Subject: Rental property deductions

Rental property deductions

Question

Are you entitled to claim a deduction for electricity, gas and travel expenses incurred for your rental property before it was rented out?

Answer

No

This ruling applies for the following period

Year ending 30 June 2011

The scheme commences on

1 July 2010

Relevant facts and circumstances

You own a property which was your main residence for many years. You moved out and decided to rent it out.

The property was renovated and modernised to make it suitable for rent. The work was carried out over a period of time in 2009 and 2010.

You incurred costs for electricity, gas and travel during the renovation period.

The electricity and gas remained connected to enable the renovation work to be carried out.

You travelled to the property to carry out some work yourself and to provide access for tradesmen.

A real estate agent was engaged in 2010. The property was tenanted from late in 2010.

Relevant legislative provisions

Income Tax Assessment Act 1997 Section 8-1

Reasons for decision

Section 8-1 of the Income Tax Assessment Act 1997 (ITAA 1997) allows a deduction for all losses and outgoings to the extent to which they are incurred in gaining or producing assessable income except where the outgoings are of a capital, private or domestic nature.

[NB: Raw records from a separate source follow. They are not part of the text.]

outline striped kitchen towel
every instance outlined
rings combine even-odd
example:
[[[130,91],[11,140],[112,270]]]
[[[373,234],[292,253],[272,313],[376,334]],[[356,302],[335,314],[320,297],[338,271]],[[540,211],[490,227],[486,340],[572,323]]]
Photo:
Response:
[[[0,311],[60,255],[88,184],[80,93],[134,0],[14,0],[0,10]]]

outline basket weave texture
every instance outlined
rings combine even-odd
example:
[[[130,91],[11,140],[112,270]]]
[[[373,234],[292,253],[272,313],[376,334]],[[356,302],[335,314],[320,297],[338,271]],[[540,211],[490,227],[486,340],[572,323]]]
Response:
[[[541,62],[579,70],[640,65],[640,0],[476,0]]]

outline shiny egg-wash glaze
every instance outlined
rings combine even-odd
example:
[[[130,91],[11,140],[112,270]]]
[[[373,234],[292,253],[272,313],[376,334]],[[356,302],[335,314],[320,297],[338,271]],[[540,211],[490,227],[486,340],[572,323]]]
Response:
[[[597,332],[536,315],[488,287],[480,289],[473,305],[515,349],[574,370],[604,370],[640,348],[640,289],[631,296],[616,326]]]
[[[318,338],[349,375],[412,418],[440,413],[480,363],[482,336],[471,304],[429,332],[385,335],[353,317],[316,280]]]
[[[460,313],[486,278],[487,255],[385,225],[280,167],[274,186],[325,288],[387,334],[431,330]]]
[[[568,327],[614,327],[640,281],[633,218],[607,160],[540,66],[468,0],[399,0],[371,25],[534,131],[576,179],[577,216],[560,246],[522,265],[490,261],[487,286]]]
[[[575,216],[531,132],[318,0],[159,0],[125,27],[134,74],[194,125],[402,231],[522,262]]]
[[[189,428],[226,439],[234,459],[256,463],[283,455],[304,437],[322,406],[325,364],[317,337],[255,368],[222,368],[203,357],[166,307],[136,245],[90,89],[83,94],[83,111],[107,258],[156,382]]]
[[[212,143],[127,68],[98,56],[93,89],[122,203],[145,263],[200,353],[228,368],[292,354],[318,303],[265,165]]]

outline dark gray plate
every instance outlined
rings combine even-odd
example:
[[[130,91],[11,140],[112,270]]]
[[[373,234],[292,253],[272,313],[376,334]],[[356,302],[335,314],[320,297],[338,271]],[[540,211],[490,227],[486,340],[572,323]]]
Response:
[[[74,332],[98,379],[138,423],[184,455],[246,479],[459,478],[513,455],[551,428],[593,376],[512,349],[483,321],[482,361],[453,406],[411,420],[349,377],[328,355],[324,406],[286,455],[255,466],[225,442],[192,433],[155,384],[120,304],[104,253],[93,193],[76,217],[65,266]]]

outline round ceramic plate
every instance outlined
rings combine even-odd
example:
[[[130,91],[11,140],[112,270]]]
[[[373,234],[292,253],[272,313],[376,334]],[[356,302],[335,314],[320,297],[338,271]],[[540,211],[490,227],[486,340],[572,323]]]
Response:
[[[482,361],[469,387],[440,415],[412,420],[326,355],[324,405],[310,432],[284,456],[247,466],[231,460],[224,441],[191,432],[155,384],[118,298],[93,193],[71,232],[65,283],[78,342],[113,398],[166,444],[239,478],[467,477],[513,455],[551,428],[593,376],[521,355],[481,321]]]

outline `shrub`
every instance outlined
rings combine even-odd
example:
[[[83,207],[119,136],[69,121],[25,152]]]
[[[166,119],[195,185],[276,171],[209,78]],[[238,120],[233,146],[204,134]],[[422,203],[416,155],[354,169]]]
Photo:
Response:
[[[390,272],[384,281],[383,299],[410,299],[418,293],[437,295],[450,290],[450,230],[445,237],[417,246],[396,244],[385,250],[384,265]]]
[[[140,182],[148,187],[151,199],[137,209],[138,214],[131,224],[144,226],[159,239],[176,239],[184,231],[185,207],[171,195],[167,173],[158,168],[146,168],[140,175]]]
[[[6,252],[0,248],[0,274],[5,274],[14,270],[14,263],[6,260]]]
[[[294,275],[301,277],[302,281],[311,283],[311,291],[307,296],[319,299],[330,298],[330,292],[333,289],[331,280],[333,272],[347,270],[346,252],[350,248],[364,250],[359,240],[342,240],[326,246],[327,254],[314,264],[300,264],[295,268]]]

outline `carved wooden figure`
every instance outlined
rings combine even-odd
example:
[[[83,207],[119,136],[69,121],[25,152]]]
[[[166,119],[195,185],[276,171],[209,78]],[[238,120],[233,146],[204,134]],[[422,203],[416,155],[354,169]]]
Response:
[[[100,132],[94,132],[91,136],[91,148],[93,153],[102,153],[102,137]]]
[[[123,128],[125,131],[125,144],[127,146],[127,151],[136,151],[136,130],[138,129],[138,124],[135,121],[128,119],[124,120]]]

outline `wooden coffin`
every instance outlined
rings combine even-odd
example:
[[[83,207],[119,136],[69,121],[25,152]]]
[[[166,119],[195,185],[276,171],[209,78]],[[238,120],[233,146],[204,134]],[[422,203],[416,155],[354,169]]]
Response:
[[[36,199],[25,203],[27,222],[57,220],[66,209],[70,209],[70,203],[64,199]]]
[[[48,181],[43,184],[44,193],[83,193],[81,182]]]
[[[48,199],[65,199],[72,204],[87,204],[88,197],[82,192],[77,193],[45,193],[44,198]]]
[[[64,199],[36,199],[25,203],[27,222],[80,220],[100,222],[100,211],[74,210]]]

Expenses incurred on a rental property that produces assessable income may be deductible under section 8-1, and certain expenses may be deductible prior to the property being available for rent. These include holding costs such as local council, water and sewage rates and land taxes.

Other types of expenditure, including capital works, are not deductible. Capital expenditure includes renovations, substantial improvements, alterations and modernisations.

In your case, you undertook renovations and substantial improvements to your property to make it suitable to rent out. This work is capital in nature and the costs of carrying out the work are not deductible. Any costs related to capital works are also capital in nature and not deductible.

You incurred costs for electricity, gas and travel, which were only incurred to allow the capital works to be carried out. These costs are capital costs and are not deductible under section 8-1 of the ITAA 1997.